Since 1994 I’ve had the pleasure of contributing to KUOW’s Weekday while on the road via commentaries and interviews. For our latest trip, I sent in 24 sound clips that aired on the shows “sound of the day” segment. Here are clips 13-16.
Tar Barrels Boiling, Mt Popa, Myanmar
Road work in Burma is done mostly by hand … picks and shovels, even bare hands, in place of machinery. Tar is delivered to the side of the road in metal drums. A pit is dug and a wood fire is built to heat the tar up so it can be spread … bowlful by bowlful. We came upon this smoldering fire beneath several drums. The tar directly over the heat was popping as it approached boiling point, while the barrel above oozed tar, like a giant tube of black toothpaste.
Man-powered Sawmill
We were pedaling a back road outside the city of Miektala (a dirt track really)–bouncing and weaving our way along the rutted route–when we heard the sound of a hand saw. I glanced over through the trees and saw a man standing on top of an enormous log sawing away. The way he handled this huge saw, I thought he must have Herculean strength. A closer look revealed that he had a partner. They had dug a wide four foot deep ditch, which allowed a second person to pull down on the other end of the saw from below. This one cut would take these two men the better part of a day to complete. The family was as entertained by meeting two foreign cyclists, as we were at watching this human saw mill in action.

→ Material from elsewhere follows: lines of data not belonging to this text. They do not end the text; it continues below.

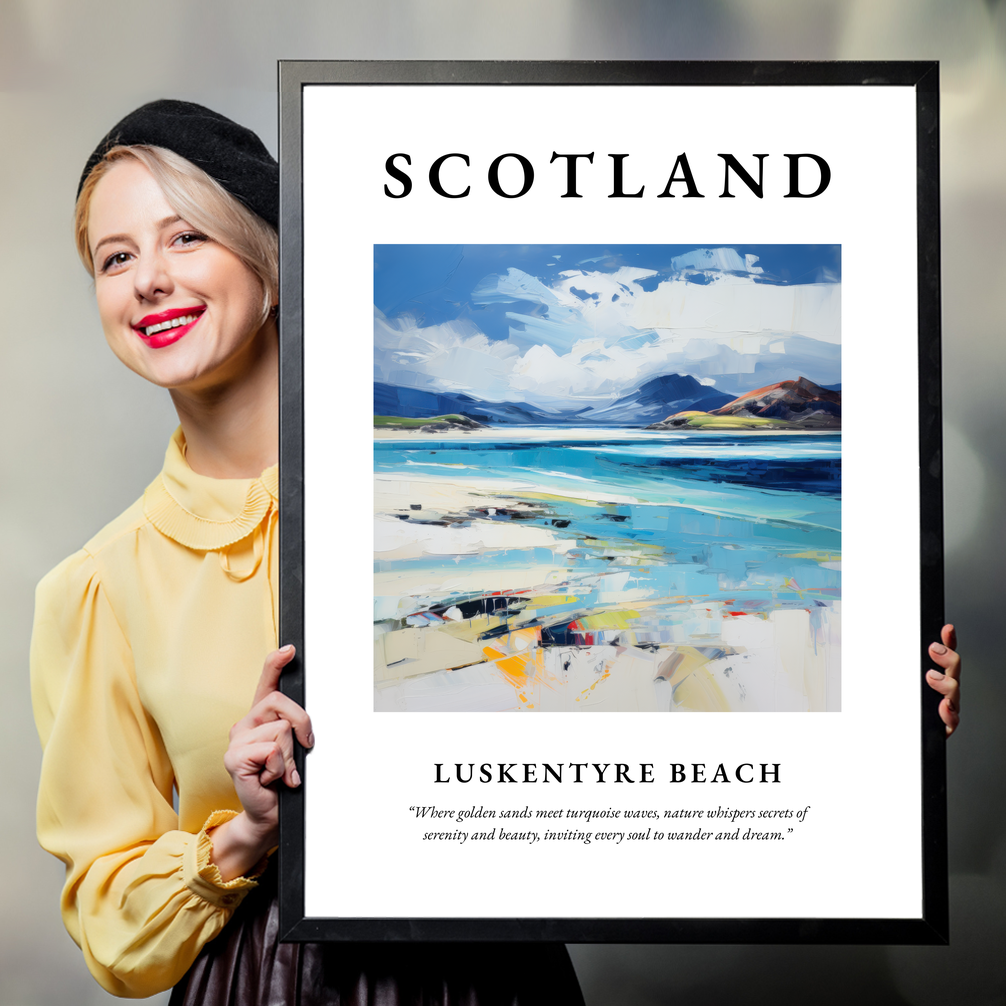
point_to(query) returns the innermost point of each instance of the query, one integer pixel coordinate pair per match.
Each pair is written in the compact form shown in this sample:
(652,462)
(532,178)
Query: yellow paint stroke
(608,620)
(700,693)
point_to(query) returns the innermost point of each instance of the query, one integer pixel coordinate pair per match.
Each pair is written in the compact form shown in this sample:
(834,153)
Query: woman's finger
(271,671)
(949,637)
(950,716)
(276,705)
(948,659)
(279,731)
(262,761)
(950,688)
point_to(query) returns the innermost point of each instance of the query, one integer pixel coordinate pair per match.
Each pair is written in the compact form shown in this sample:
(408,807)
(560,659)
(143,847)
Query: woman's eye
(189,238)
(115,261)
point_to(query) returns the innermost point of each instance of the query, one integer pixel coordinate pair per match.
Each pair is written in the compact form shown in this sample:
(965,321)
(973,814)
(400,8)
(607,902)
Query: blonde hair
(200,201)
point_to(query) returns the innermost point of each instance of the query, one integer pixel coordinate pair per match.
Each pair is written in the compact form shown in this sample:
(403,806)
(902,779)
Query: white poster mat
(857,853)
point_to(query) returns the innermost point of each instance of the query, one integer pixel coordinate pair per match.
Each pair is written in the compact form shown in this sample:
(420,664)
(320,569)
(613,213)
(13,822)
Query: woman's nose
(152,277)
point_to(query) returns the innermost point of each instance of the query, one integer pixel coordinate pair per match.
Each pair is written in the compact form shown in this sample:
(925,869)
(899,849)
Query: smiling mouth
(177,321)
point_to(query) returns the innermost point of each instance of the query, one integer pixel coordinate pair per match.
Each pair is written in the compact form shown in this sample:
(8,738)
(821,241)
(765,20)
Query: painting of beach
(607,478)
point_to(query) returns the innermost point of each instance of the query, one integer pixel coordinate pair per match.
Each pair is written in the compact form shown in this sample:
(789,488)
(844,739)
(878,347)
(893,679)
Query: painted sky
(559,326)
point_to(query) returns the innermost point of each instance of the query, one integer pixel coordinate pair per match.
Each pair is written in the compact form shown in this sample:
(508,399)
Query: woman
(148,643)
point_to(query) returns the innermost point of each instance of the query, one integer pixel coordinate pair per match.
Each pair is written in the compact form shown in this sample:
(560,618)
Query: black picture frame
(933,925)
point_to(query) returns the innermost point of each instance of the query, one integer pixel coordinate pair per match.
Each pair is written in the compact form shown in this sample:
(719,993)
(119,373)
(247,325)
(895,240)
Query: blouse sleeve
(141,897)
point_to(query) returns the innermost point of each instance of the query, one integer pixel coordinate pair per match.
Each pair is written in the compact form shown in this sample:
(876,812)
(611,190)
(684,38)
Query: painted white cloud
(602,335)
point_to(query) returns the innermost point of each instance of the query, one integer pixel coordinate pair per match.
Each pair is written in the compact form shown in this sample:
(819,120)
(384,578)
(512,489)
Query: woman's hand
(261,752)
(948,681)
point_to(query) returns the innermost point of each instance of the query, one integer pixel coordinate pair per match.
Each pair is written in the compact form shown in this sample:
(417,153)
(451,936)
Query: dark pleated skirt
(247,966)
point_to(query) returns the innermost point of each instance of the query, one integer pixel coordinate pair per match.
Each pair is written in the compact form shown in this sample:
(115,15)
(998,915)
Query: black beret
(228,153)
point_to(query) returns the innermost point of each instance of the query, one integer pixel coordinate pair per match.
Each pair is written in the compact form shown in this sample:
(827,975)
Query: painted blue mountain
(656,398)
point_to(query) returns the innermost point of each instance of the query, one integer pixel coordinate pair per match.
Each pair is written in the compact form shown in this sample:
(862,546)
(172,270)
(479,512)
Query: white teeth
(174,323)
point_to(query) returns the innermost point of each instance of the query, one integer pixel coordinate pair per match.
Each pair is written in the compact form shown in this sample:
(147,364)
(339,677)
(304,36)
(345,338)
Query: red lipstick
(165,333)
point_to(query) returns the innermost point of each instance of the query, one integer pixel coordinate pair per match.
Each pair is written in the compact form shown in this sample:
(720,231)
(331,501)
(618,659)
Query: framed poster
(612,536)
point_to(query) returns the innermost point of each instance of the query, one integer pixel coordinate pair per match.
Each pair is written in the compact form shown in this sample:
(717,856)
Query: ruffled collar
(203,513)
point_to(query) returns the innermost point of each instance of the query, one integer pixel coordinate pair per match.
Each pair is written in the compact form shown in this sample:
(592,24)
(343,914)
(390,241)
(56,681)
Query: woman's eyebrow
(160,225)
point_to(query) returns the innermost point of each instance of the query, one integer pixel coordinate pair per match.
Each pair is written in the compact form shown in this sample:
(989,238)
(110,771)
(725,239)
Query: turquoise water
(749,522)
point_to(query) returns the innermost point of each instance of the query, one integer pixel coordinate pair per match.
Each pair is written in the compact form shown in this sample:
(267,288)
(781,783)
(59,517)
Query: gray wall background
(81,437)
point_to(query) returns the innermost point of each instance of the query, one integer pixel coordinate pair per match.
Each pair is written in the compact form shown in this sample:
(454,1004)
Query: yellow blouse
(147,647)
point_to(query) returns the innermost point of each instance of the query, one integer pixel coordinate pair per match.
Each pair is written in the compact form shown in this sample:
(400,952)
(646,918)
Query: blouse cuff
(202,876)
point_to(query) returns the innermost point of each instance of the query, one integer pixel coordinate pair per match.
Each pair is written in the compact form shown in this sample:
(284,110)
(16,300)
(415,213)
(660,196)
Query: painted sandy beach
(606,571)
(607,479)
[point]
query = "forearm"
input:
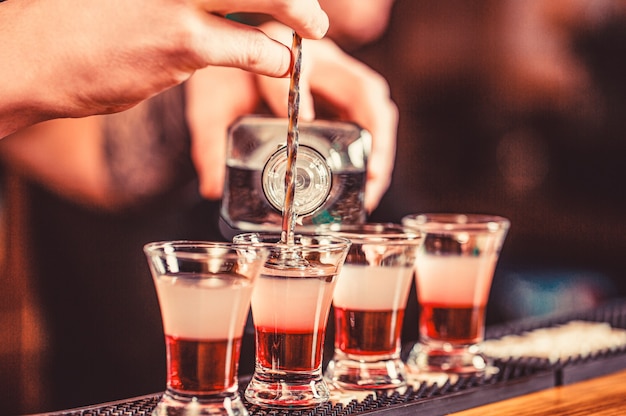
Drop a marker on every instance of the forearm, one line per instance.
(27, 90)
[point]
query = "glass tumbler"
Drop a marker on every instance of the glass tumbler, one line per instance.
(454, 270)
(290, 308)
(369, 303)
(204, 292)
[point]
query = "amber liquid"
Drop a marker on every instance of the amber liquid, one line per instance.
(456, 324)
(368, 332)
(202, 366)
(289, 350)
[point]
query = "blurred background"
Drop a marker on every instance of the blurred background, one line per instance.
(506, 107)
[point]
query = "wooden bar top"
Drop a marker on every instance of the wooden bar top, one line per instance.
(602, 396)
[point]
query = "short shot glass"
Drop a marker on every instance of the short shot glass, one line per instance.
(454, 271)
(369, 304)
(204, 291)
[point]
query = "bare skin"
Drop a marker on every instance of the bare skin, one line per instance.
(78, 58)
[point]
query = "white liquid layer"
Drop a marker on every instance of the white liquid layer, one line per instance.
(454, 280)
(292, 302)
(373, 288)
(209, 308)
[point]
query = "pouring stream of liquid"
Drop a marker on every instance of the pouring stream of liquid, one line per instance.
(289, 214)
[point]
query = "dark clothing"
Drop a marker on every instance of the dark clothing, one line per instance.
(90, 274)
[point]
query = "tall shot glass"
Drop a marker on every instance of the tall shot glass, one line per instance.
(369, 303)
(204, 292)
(454, 270)
(290, 308)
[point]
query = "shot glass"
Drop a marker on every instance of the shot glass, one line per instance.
(369, 303)
(290, 308)
(454, 270)
(204, 292)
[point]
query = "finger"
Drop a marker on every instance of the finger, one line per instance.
(233, 44)
(306, 17)
(216, 97)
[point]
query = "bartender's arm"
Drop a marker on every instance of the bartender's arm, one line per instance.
(72, 58)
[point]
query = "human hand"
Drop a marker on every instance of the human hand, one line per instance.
(354, 92)
(73, 59)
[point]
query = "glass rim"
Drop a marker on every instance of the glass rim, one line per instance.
(272, 241)
(194, 249)
(456, 222)
(372, 232)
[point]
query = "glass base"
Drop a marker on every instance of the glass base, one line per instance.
(443, 357)
(173, 404)
(346, 371)
(287, 389)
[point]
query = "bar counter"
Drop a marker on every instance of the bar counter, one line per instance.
(593, 383)
(602, 396)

Chanting Marathon, Kalaw, Myanmar
We found a nice hotel room with a balcony in the mountain town of Kalaw. It was across the street from the Buddhist temple. The chanting was being broadcast in hyper-full volume. No worries. It would stop late in the evening. Or so we thought. It continued. Midnight. 2am. 4am. As the sun rose, the chanting still continued. We discovered at breakfast that the chanting wouldn’t stop … for three more days. We opted to pedal down the road.
Threshing Grain near Pindaya, Myanmar
The back roads around Pindaya wound through farmland; a patchwork of yellows, greens, and browns, contrasted with brilliant blue skies.
Off the road, we saw a group of men threshing grain. We’d seen it many times (both men and women performing the task), but never up close. Well. No time like the present. We pedaled over and parked our bikes. There were large piles of recently hand harvested rice laying about. I grabbed a pile, and just the sight of a westerner trudging across the field, sent the men into waves of laughter. I later got a lesson on how to thresh. I need a lot of work on my technique.
That pitsaw is pretty much an identical design to that used here in the US during colonial times (and to this day by reenactors and other crazy hand tool woodworking types.) Here’s a little piece about using a pitsaw at Plimoth Plantation in Massachusetts.
Very cool. No “reenactment” needed in Myanmar. Many of the techniques and tools used in construction/farming haven’t changed in centuries.